I'm signed up for a dive service that checks my zincs and replaces them as needed. I have them leave the spent zincs on the boat. The boat is in the water year round here.
A couple years ago I added a hull zinc and when at the dock hung a zinc "grouper" in addition. The goal was to decrease the prop zinc replacement costs. That seemed to work. I was needing a prop zinc replacement about twice a year.
Then last fall I needed a new zinc after only 4 months and the next one only 3 months later. First rule of troubleshooting: what changed?
There's a steel boat next to me now. Hmmm.
The last two spent prop zincs look like pumice, not the surface of the moon. Hmmm...

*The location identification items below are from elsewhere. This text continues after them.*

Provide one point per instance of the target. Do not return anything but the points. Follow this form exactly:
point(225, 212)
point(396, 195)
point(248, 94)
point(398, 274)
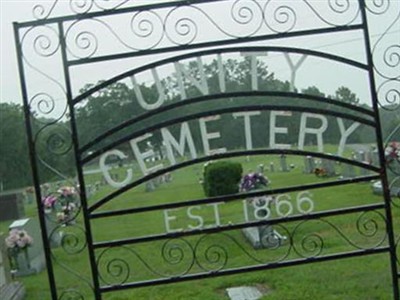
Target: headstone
point(9, 290)
point(329, 167)
point(271, 167)
point(150, 186)
point(260, 169)
point(52, 226)
point(284, 167)
point(360, 155)
point(11, 205)
point(375, 158)
point(261, 236)
point(309, 165)
point(244, 293)
point(34, 260)
point(348, 171)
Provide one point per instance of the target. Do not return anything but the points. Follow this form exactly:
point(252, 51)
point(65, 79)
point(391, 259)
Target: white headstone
point(244, 293)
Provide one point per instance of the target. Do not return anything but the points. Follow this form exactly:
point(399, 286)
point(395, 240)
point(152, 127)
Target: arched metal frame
point(263, 20)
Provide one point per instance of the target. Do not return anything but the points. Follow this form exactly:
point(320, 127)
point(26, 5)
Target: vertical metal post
point(34, 166)
point(82, 191)
point(381, 151)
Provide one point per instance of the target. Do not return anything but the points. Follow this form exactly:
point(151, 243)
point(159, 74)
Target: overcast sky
point(348, 45)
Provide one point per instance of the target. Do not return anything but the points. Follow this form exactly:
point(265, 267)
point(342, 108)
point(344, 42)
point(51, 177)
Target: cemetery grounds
point(366, 277)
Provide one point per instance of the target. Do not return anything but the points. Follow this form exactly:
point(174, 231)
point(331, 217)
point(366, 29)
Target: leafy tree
point(15, 170)
point(344, 94)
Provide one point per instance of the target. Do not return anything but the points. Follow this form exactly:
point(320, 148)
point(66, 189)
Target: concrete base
point(244, 293)
point(263, 237)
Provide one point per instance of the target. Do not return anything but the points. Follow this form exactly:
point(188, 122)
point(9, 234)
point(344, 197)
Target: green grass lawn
point(366, 277)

I talked with the diver. Oh yes, he's using aluminum anodes now because they are better for the environment. Zinc anodes also typically have some cadmium. Both elements are bad for marine life. Indeed, aluminum anodes do seem to be a good choice all around (see the West Advisor article among others). Aluminum anodes are good, but the recommendation is that if you go to aluminum you should make sure that all your anodes are aluminum. In my case, the more galvanically active aluminum prop anode assure that the hull zinc and zinc grouper effectively did nothing!

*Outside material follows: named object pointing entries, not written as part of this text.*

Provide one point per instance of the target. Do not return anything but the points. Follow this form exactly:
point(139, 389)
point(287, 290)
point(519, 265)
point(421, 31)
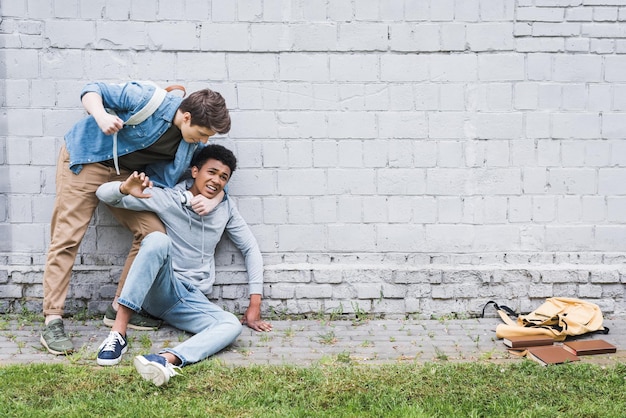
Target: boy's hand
point(252, 317)
point(109, 124)
point(203, 205)
point(135, 185)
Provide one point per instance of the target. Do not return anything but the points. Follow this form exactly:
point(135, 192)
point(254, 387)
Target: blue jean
point(151, 285)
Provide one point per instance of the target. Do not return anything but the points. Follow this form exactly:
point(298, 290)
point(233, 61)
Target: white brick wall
point(409, 156)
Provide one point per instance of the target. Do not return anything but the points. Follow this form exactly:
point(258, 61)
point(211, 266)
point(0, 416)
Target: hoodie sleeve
point(240, 234)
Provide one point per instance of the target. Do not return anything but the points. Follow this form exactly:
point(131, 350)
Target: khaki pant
point(74, 206)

Since I still had a zinc grouper and a zinc hull anode, I got, the diver to revert to zinc for the prop anode.
Then I got a BFO (brilliant flash of the obvious)... Why not use an aluminum grouper? That would take over pretty much all the load. It would protect the stainless prop shaft, brass stern tube, bronze propeller, and various rudder bits as well. Oh, and it would protect the hull zinc and the prop zinc!

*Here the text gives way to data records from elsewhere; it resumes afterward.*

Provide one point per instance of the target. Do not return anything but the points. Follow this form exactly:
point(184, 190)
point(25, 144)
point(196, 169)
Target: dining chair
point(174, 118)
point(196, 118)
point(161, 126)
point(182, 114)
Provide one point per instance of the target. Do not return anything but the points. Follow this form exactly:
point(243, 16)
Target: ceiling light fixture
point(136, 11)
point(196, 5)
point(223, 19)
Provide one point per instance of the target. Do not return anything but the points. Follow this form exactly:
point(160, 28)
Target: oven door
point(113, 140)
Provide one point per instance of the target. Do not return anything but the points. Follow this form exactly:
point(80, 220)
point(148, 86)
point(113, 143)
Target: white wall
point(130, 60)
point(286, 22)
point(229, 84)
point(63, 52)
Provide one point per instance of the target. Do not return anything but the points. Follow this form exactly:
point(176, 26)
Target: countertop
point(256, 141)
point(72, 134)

So far so good. Current flow through the zinc grouper had been 8 milliamps. The flow through the aluminum grouper is 35 ma. That suggests that it is taking most of the protective load.
So far I haven't found any reason to think that what I have done is a bad idea but I'm always ready to learn from other people in preference to learning the hard way from experience!
By the way, the "aluminum" galvanic protection anodes are an alloy of mostly aluminum, about 5% zinc and a small amount of Indium. Pure aluminum isn't workable because it tends to oxidize itself such that you can't maintain a good electrical connection. (Remember the aluminum house wiring fiasco?)
The move to aluminum anodes is a happening thing. Imtra now sells only aluminum anodes for their bow thrusters. Isotherm doesn't yet have aluminum anodes for their sink drain heat exchanger units. Martyr makes a large selection of aluminum anodes that meet mil specs.